The dollar remained broadly higher against a basket of other major currencies on Friday, after data showed that the U.S. economy added far more jobs than expected last month, sparking optimism over the strength of the job market.
In a report, the U.S. Department of Labor said the economy added 280,000 jobs in May, exceeding expectations for an increase of 225,000. However, April’s figure was revised to a 221,000 rise from a previously estimated gain of 223,000.
The report also showed that the U.S. unemployment rate ticked up to 5.5% last month from 5.4% in April. Analysts had expected the rate to remain unchanged.

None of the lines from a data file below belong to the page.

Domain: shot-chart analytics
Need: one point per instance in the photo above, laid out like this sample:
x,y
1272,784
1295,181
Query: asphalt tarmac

U.S. average hourly earnings rose 0.3% in May, beating expectations for a 0.2% gain, after an uptick of 0.1% the previous month.
The pair’s fall from 1.5814 extended lower last week but the pair was held above 1.5088 support/demand zone. Outlook is unchanged. As long as 1.5088 support holds, another rise could still be seen. Above 1.5440 minor resistance will turn bias to the upside for 1.5814 first. Break will extend the rebound from 1.4565 and target 61.8% retracement of 1.7190 to 1.4565 at 1.6187. At this point, we’re slightly favoring that the rebound from 1.4565 is a correction. Thus, break of 1.5088 will indicate that such rebound is completed and turn focus back to 1.4565 low. The current development in the pair with 21 and 55 EMA still maintaining its downward momentum indicates the bears are still in control. A break of 1.5088 support is highly possible and might bring deeper decline to retest 1.4565 low.
Later this week investors would be taking a close look at GBP Manufacturing Production, US Retail and Core Retail Sales, Consumer Sentiment and PPI.